Praticar Shiatsu é simples como arranhar um violão. Qualquer um pode fazer isso com poucas horas de estudo. E assim como na música, não é mal que um pai toque o básico para alegrar seu filho, trazendo bem aventurança à toda uma casa. Mas isso não o torna, em absoluto, um músico profissional. Do praticar despretensioso em ambiente familiar à prática profissional, técnica ou terapêutica, há um longo caminho. Por motivos curiosos, diferente de tantas outras atividades humanas, o senso comum referente ao Shiatsu de que impõe: “Shiatsu é uma terapia, uma profissão”. Quem perde com isso é naturalmente a própria sociedade, que deixa de ter em casa uma verdadeira arte de promoção da saúde individual e familiar. Mas sob ângulo diverso, tal estreiteza de visão não alcança o outro lado da linha, a linha profissional do Shiatsu, que em sua capacidade plena, alcança uma profunda dimensão terapêutica.

 

Tornemos claro:

 

– Uma prática é um saber aprendido por observação e repetição. Não há preocupação com teorias, senão com o fazer em si e os benefícios que a prática proporciona. Sobretudo entre as famílias de imigrantes japoneses, já foi bastante comum a prática de Shiatsu em família, que por vezes é passada informalmente de pai para filho.

 

– Uma técnica é uma prática ou conjunto de práticas formais, ou seja, que passam por treinamento e a modelagem dos protocolos que a técnica pede. As técnicas não requerem grande aprofundamento teórico. A maioria dos praticantes de Shiatsu no Brasil é constituída de técnicos. Enquanto profissão, o Shiatsu tem sido oferecido sobretudo por escolas especializadas no ensino técnico, e mesmo que utilizem o nome “Shiatsuterapia” sua formação é limitada pelos contornos comuns da qualificação técnica no país.

 

– Uma terapia utiliza um repertório de técnicas que serão aplicadas de sob a orientação de uma base teórica consistente, que permite avaliar, construir uma estratégia de trabalho e atuar de acordo com uma perspectiva de tratamento bastante consciente. O Shiatsu possui arcabouço teórico e prático que permite que seja identificado como uma terapia.

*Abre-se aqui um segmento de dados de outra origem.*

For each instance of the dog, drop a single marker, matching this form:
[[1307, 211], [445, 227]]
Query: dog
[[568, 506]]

Porém, poucos são os terapeutas de Shiatsu.

 

Os terapeutas conhecem todo o potencial do Shiatsu, e sabem que suas técnicas são adaptáveis a todo o tipo de circunstância, de modo que sempre farão bem aos indivíduos que as experimentem. De modo inverso, não há para essa terapia uma contraindicação absoluta, apenas um modo correto de conduzir-se por ela, de acordo com a situação que a ele se apresenta. A questão das contraindicações desvenda-se aqui: Elas não se aplicam de modo absoluto ao Shiatsu, mas de modo relativo[4].

 

Técnicos e terapeutas são muito diferentes. Os técnicos são treinados para reproduzirem de forma standard manobras de Shiatsu, de forma que se diferenciem o mínimo possível uns dos outros. Estão aptos a trabalharem em grandes clínicas e spas, onde há clientes de passagem, que não estão a procura de terapia, e não se importam se recebem Shiatsu com João numa terça e com Elizete na semana seguinte. O Shiatsu técnico é normótico e quase sempre medíocre. “Quase” por salvação de alguns que são tão bons, que parece terem chegado a uma proximidade de perfeição como os elevados praticantes do Chanyu[5] japonês.

 

Já os terapeutas são todos diferentes entre si, pois a terapia pede personalidade, individuação. Pessoas que procuram um terapeuta podem ter se atraído pela técnica, mas ao compreenderem a profundidade do que está sendo oferecido, ficam já não pela terapia puramente. Seguem, sim, a terapia pela capacidade do profissional de colocar seus recursos de forma cem por cento encaixada com a situação que se mostra.

 

A formação de um terapeuta, e aliás, de qualquer profissional, depende da formação do próprio ser humano. Se este não tem educação sócioafetiva adequada, se sua formação no tocante aos conhecimentos biológicos for insuficiente, por vezes torna-se um técnico sem a aparelhagem que o diferencia para além dos patamares de mediocridade que atingem a maior parte das pessoas. De certa maneira, a educação para não questionar, a adoração aos privilégios e espelhamento dos privilegiados, etc., é o que fazem com que tenhamos a sociedade normótica de que Professor Hermógenes nos fala e combate, ou a sociedade neurótica de que Freud, Wilhelm Reich e tantos outros cientistas da mente vêm enunciando. Reich ainda vai além, investigando a pestilência emocional[6] que é em si ente e mecanismo de manutenção do estado atual vigente.

 

Esta problemática tem o gato amarrado ao pé da mesa como uma das pontas de um imenso Iceberg. O leitor a conhece?

 

O gato amarrado ao pé da mesa[7]

“Certo dia, apareceu um gato a miar na sala de meditação. O mestre pediu que o gato fosse amarrado ao pé da mesa da cozinha, que ficava em outro pavilhão, até que o tempo do necessário silêncio se concluísse. Tudo correu bem, e a partir de então, o gato, que sempre rondava os prédios do mosteiro, passou a ser profilaticamente amarrado na mesa da cozinha antes dos monges seguirem para meditar.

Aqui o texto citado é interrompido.